End of 2020 rough database landscape

Stian Øvrevåge · November 27, 2020

There seems to exist a database for every niche, mood or emotion. And they seem to change just as fast.

How do you balance the urge for the new and shiny but without risking too much headache down the road?

This post is an attempt to lay out the rough landscape of databases that you might encounter or consider as of late 2020.

There will be broad generalizations for brevity.

The goal is not to be exhaustive or take all possible precautions. Consider it a starting point for further research and planning.




TLDR: Scroll to the diagrams or view the big picture.


Table of contents

Background

I’m a consultant doing development, DevOps and cloud infrastructure. I also have the occasional side project trying out the Tech Flavor of the Month.

Project phase overview

The typical phases in projects I’m involved in follow no scientific or trademarked methodology, so YMMV:

Starting out

Get something working as fast as possible. Take all the shortcuts. Use some opinionated framework or platform.

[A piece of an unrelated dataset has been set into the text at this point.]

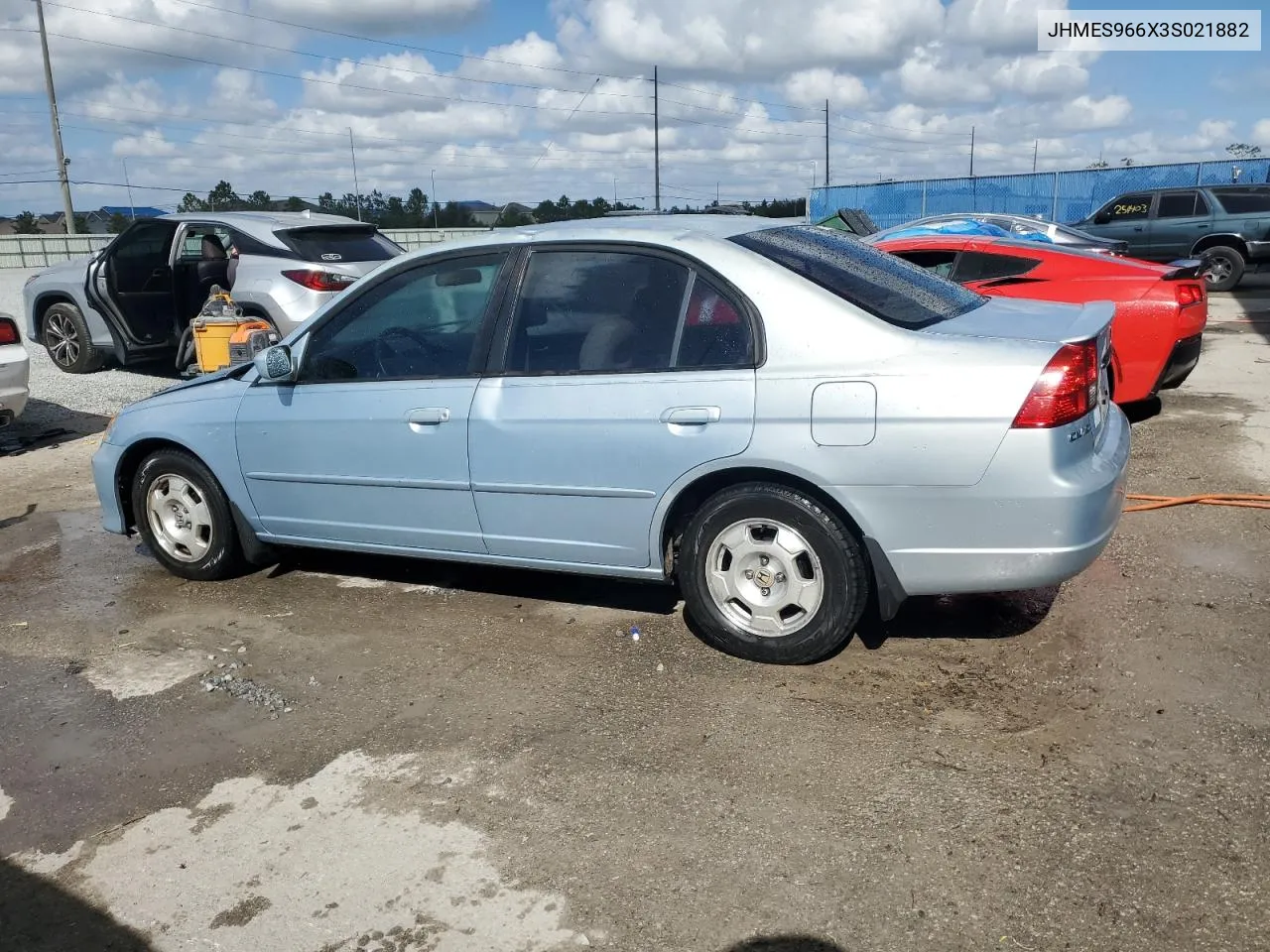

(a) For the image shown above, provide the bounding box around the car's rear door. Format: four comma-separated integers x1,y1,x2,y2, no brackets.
470,244,758,567
1148,189,1212,262
236,250,508,552
83,218,181,350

Moving from development to production

People like it, people use it. Move the thing from a single “pet server” to a more robust cloud environment.

Scaling production

Bottlenecks and scaling problems start to emerge. Refactor or replace some pieces to remove the bottlenecks.

Challenges

Moving between these phases might be a major PITA if the wrong shortcuts were taken in the previous phases.

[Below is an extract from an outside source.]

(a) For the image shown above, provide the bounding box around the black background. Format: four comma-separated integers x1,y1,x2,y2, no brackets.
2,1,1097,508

This of course applies to all technology choices and not just databases. But we have to start somewhere, right?

Planning

When starting out I try to envision all the phases of the project and which directions it may take in the future.

First I want the technology or software I choose to be instantly usable. A Docker image. Great. An apt-get install. Sweet. npm install. Sure, why not. Downloading a tarball. Installing some C dependencies. Setting some flags. Compiling. Symlinking and fixing permissions. Creating some configuration from scratch. Making my own systemd service definitions. Going back and doing every step again because it failed. Mkay, no thanks, I’m out.

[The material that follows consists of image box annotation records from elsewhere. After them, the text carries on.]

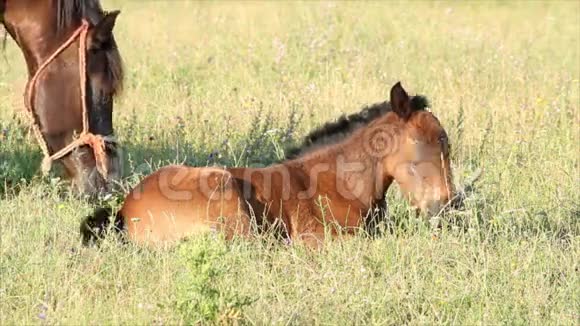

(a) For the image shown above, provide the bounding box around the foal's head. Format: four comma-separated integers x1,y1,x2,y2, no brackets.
378,83,454,215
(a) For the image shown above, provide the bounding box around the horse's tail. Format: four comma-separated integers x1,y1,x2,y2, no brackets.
80,207,123,245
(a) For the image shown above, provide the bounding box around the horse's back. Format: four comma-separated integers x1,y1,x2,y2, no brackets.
121,165,250,243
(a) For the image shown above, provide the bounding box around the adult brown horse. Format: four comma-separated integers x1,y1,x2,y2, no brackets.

At least for me it’s a plus if it’s easy to deploy on Kubernetes since I use it for everything already. I always have a cluster or three laying around so I can get a prototype or five up and running quickly before later spending money for cloud hosting.

Does the thing have momentum and a community? If it does it probably has high quality tooling either by the vendor or the open source community (preferably both). It probably also has lots of common questions answered on blogs and StackOverflow and Github issues.

So we managed to build something and the audience likes it.

How easy is it to move it from a production environment into something stable and low-maintenance? For databases that would typically involve using a managed service for hosting it. You do not want to be responsible for operating your own databases. Is it common enough that there are competitors in the marketplace offering it as a managed service? If there is only a single option expect prices to be very steep. Preferably also a managed service by one of the big known cloud platforms. They are usually cheaper. They are less likely to vanish. It might make integration with other systems easier later.

We hit some problems either because of raw scale or some type of usage we did not anticipate in the beginning.

Are there compatible implementations that might solve some common problems? Typically this is because an implementation has to make a decision about it’s trade-offs. For a database system this is usually around the CAP theorem. A database system (or anything that keeps state) can be:

  • Partition Tolerant - The system still works if a node or the network between nodes fail.
  • Available - All requests receive a response.
  • Consistent - The data we read is the current data and not an earlier state.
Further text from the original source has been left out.